We used data from the 1997–2017 NHIS. The NHIS is a national survey designed to monitor the health of the United States51,52. NHIS is an annual, cross-sectional survey of non-institutionalized US citizens conducted by the National Center for Health Statistics. NHIS data were collected through personal household interviews. For each participating family, a randomly selected adult aged 18 years or older was invited to participate in the interview. The final response rates, which were calculated by multiplying the response rates for a family interview and random adult interview, ranged from 53% to 80%, with an average of 67%. A total of 646,279 individuals aged 18 years or older participated in the NHIS 1997 to 2017 and comprised the sample for this study.

The present study used de-identified data available to the public. The author’s institutional review board does not consider the secondary analysis of publicly available data as research on human subjects. The data used in this study are available in the NHIS repository, https://www.cdc.gov/nchs/nhis/data-questionnaires-documentation.htm.

Measures

In the 1997-2017 NHIS, psychological distress was assessed using K6, a standardized screening measure of psychological distress2. K6 includes six items related to depressive and anxiety symptomatology and assesses nonspecific psychological distress over the past 30 days. Items are rated on a 5-point Likert scale from “none of the time” (=0) to “all the time” (=4). Total scores range from 0–24.

Analysis

As we analysed the distribution of K6 scores, participants who did not respond to all K6 items (13,907 individuals: 2.2%) were excluded from this analysis. The final sample for this study consisted of 632,372 individuals. Descriptive statistics such as mean, standard deviation, skewness, kurtosis, and frequency curve were calculated for each year group. We defined a score of ≥13 on K6 as indicative of severe psychological distress. To evaluate the degree of stability in mean K6 total score, we calculated a stability measure, the coefficient of variation for the mean score53. To analyse whether psychological distress changed over time, we examined trends in average K6 score by year using a linear regression model. As our hypothesis depended on distribution similarity rather than equality, we did not determine significant differences based on the null hypothesis that the two mean or median values were equal.

Next, to evaluate the similarity of the distributions between different year groups, we calculated the overlap coefficient of the distributions54. Overlap coefficient is a similarity measure that calculates the overlap between two probability distributions (Fig. 5)54. Effect sizes such as Cohen’s d are often used to quantify the degree of difference between two distributions55. However, effect sizes only target the difference between mean or median values and not the pattern or the distribution itself. Thus, we calculated overlap coefficients to measure the similarities among distributions. Overlap coefficients ranged between zero and one.

Figure 5
figure 5

The overlap coefficient from two normal distributions with unequal average and variance (shaded area). https://doi.org/10.3389/fpsyt.2018.00390.

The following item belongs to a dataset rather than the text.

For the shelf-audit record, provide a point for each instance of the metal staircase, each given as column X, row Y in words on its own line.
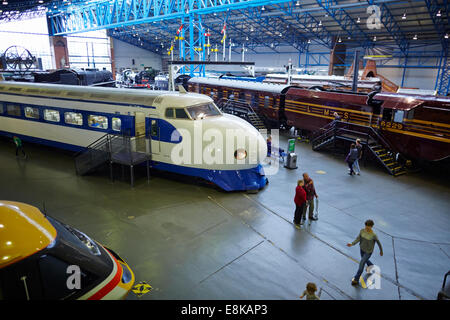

We used graphical analysis to illustrate the similarity of the distribution patterns among different year groups. We employed both normal and log-normal scales. Log-normal scales enables the identification of the range of an exponential pattern. Regression curves for an exponential model were estimated for each year group.

To confirm the stability of the distribution of psychological distress against age, we investigated whether the distribution of psychological distress remained stable during adulthood in the general population. We used JMP Version 11 for Windows (SAS Institute, Inc., Cary, NC, USA) for descriptive statistics and statistical procedures.

Ethics and consent to participate

The present study used de-identified data available to the public. The author’s institutional review board does not consider the secondary analysis of publicly available data as research on human subjects.